1.1 Begrenzte Freiheitsrechte im Bildungswesen
Nach dem Zweiten Weltkrieg wurde in Deutschland durch eine grundlegende Verfassungsreform eine Neuordnung aller gesellschaftlichen Verhältnisse eingeleitet. Das Grundgesetz befreite das Wirtschaftsleben von staatlichen Zwängen, gab Raum frei für unternehmerische Initiativen und ermöglichte dadurch einen überraschend erfolgreichen Wiederaufbau – und es sicherte im Bereich des Rechtslebens zum ersten Mal in der Geschichte Deutschlands die Grundrechte. Für das Schul- und Bildungswesen hingegen gab es solche Freiheiten nicht. Die nach dem Zusammenbruch von 1945 allgemein akzeptierte Notwendigkeit, ein irregeleitetes Volk von Grund auf neu zu erziehen und mit den Idealen aufgeklärter Demokratie bekanntzumachen, schien ein freies Geistesleben für Lehrer und Kinder, jedenfalls zunächst, nicht zuzulassen. So blieb das zentralistische System staatlicher Schulverwaltung, das sich seit der Bismarck-Zeit in Deutschland etabliert und während der nationalsozialistischen ebenso wie in der bolschewistischen Diktatur der Ostblockstaaten als systemkonform erwiesen hatte, weiter bestehen.
Glücklicherweise gestand das Grundgesetz den Schulen in freier Trägerschaft eine Existenznische zu. Nach Artikel 7 Abs. 4 sind sie zu genehmigen, wenn sie «in ihren Lehrzielen und Einrichtungen sowie in der wissenschaftlichen Ausbildung ihrer Lehrkräfte nicht hinter den öffentlichen Schulen zurückstehen». Aber zugleich wurden diese Schulen mit wirksamen Reizworten von vornherein diskriminiert. Sie waren «privat» und nur ein «Ersatz» für die «öffentlichen» Einrichtungen des Regelsystems. Die hieran gebundenen Landesgesetze und Verwaltungsvorschriften haben dieses klimabildende Vokabular bis heute beibehalten. Zwar konnten die Schulen in freier Trägerschaft ihre bescheidenen Freiräume seither in einem anhaltenden juristischen Kleinkrieg erweitern und sichern. Umfassende Freiheit für das Bildungswesen haben sie damit aber nicht erreicht. Damit ist völlig in Vergessenheit geraten, dass die gegenwärtig immer noch anhaltende Verfestigung des Staatsschulmonopols eine vorübergehende historische Erscheinung und keineswegs selbstverständlich oder gottgewollt oder gar notwendig ist.
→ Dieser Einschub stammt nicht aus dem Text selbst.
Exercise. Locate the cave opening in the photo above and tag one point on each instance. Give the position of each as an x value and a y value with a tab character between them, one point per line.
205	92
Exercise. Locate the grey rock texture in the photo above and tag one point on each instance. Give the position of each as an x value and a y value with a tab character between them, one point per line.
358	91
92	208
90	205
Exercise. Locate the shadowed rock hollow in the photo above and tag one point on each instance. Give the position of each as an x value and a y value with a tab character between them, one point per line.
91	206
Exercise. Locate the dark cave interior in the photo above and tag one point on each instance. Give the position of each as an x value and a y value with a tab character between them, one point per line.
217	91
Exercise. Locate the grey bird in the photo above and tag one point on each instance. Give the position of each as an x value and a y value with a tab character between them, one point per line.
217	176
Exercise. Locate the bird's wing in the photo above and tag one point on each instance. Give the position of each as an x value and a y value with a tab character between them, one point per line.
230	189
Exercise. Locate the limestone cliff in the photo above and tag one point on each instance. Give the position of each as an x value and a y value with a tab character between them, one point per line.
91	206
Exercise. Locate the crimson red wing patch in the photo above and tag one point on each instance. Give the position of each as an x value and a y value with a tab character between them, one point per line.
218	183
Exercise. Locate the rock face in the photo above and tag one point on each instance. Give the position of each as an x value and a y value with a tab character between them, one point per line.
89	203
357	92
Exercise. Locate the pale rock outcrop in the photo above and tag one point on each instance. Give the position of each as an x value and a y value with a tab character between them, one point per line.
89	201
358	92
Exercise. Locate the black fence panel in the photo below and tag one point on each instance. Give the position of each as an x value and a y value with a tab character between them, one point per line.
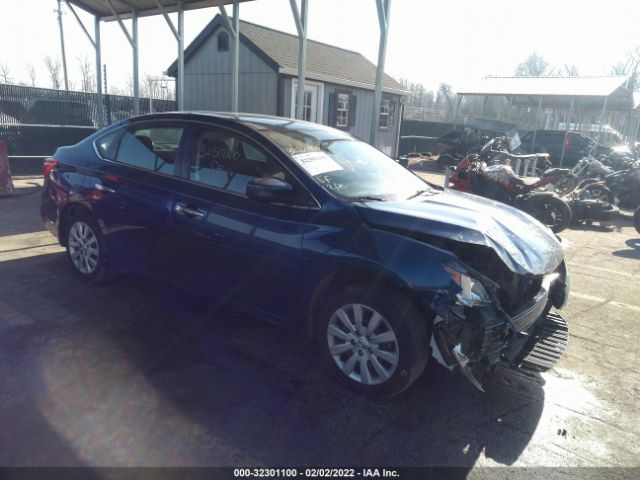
36	121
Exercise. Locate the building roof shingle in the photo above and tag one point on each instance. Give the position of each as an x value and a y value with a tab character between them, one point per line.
325	62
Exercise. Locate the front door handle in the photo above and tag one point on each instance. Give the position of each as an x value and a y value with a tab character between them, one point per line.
187	211
102	188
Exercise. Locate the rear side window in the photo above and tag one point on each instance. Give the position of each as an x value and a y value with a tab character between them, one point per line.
224	160
107	145
151	148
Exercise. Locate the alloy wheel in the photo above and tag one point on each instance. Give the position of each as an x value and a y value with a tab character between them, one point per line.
84	249
363	344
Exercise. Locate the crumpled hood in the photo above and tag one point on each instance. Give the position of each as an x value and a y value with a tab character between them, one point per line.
524	244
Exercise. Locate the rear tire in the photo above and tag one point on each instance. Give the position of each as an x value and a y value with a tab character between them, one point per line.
445	161
86	249
374	343
566	185
600	192
554	212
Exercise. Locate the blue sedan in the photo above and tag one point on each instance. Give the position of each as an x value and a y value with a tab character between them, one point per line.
303	224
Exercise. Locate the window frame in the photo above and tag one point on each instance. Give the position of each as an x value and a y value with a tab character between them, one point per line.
347	110
195	129
218	38
387	114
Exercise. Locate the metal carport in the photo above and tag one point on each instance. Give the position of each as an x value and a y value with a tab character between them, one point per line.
120	10
586	93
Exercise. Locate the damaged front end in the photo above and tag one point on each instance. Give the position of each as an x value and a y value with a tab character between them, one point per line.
499	317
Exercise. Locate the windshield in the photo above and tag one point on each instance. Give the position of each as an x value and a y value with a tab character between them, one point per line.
346	167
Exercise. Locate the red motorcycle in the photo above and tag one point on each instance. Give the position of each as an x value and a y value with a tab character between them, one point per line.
500	183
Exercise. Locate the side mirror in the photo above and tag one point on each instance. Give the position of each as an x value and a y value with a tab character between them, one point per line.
268	189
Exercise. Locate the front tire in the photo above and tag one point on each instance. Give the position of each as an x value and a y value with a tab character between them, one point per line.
375	343
86	249
600	192
445	160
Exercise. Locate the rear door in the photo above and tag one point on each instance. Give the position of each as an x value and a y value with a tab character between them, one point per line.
243	250
132	192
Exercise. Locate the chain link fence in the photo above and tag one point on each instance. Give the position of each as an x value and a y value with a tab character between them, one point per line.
36	121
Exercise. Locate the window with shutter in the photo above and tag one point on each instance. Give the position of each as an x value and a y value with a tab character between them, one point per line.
352	110
386	114
223	42
342	110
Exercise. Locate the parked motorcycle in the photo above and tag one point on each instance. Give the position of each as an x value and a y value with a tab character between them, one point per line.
585	209
591	167
622	188
500	183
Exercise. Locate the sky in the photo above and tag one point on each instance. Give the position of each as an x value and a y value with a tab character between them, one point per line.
429	42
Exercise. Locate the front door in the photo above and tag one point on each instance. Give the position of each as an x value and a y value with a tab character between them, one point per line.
243	250
131	192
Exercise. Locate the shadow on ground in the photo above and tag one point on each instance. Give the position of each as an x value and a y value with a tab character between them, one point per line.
135	374
632	252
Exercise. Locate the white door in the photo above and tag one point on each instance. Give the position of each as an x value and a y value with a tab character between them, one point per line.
312	105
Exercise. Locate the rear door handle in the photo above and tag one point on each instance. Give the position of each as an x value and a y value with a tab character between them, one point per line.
188	212
102	188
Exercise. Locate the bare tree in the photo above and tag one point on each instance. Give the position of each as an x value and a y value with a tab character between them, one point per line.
53	67
620	68
534	66
31	73
87	75
5	76
568	71
445	94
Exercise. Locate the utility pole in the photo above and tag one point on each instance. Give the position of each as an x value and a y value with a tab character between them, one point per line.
64	54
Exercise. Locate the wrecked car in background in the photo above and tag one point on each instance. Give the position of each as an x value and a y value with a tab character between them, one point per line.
305	225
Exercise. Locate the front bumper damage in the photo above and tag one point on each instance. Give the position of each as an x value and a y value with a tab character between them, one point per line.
478	339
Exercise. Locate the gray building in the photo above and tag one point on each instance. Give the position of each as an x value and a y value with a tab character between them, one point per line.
339	85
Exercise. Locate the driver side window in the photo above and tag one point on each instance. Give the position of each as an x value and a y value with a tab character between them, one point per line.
228	161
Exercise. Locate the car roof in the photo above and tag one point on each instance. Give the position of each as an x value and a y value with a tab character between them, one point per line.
253	120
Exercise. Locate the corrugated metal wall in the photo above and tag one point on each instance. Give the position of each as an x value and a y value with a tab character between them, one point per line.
208	80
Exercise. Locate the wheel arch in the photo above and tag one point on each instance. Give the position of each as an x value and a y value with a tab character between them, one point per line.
70	211
355	275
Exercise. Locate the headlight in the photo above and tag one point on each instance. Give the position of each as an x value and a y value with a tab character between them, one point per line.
473	293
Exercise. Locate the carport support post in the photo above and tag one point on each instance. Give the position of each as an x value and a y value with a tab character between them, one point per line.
134	44
180	86
301	26
235	33
384	7
602	119
566	130
455	115
535	131
484	104
100	105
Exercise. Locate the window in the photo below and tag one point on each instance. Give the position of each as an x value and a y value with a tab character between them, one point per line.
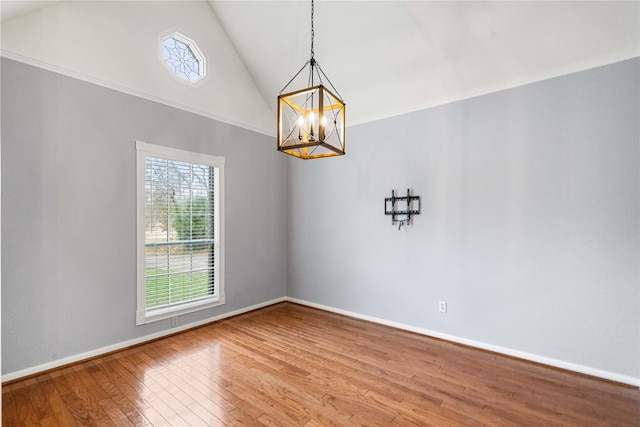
180	232
183	57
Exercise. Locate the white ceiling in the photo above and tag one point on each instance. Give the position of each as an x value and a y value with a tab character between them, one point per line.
391	57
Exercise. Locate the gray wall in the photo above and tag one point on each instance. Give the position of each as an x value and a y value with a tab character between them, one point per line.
69	213
529	226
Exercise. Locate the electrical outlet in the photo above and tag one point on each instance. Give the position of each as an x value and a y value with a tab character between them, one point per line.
442	306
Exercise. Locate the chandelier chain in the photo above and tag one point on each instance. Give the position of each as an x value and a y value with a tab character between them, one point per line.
312	32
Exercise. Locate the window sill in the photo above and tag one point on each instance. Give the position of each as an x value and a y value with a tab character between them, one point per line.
155	314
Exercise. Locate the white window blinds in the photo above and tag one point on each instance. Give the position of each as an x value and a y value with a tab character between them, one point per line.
181	234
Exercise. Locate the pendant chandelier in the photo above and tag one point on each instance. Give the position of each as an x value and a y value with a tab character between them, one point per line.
311	120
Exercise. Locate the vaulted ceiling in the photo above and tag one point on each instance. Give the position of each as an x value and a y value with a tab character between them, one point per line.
384	57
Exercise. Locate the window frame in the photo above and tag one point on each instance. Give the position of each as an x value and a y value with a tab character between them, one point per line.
144	315
195	50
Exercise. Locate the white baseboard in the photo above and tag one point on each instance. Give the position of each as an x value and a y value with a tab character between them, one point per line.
611	376
122	345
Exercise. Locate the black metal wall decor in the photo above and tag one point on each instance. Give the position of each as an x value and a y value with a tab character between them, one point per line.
401	208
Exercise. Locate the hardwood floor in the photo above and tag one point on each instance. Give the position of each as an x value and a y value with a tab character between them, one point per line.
289	365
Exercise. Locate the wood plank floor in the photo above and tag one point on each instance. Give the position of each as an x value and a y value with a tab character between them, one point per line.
289	365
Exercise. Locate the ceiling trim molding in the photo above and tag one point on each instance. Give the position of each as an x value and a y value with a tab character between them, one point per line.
129	91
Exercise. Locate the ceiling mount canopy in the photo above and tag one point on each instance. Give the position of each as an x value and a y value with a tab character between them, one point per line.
311	121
Artikel 7 Abs. 4 GG: Das Recht zur Errichtung von privaten Schulen wird gewährleistet. Private Schulen als Ersatz für öffentliche Schulen bedürfen der Genehmigung des Staates und unterstehen den Landesgesetzen. Die Genehmigung ist zu erteilen, wenn die privaten Schulen in ihren Lehrzielen und Einrichtungen sowie in der wissenschaftlichen Ausbildung ihrer Lehrkräfte nicht hinter den öffentlichen Schulen zurückstehen und eine Sonderung der Schüler nach den Besitzverhältnissen der Eltern nicht gefördert wird. Die Genehmigung ist zu versagen, wenn die wirtschaftliche und rechtliche Stellung der Lehrkräfte nicht genügend gesichert ist.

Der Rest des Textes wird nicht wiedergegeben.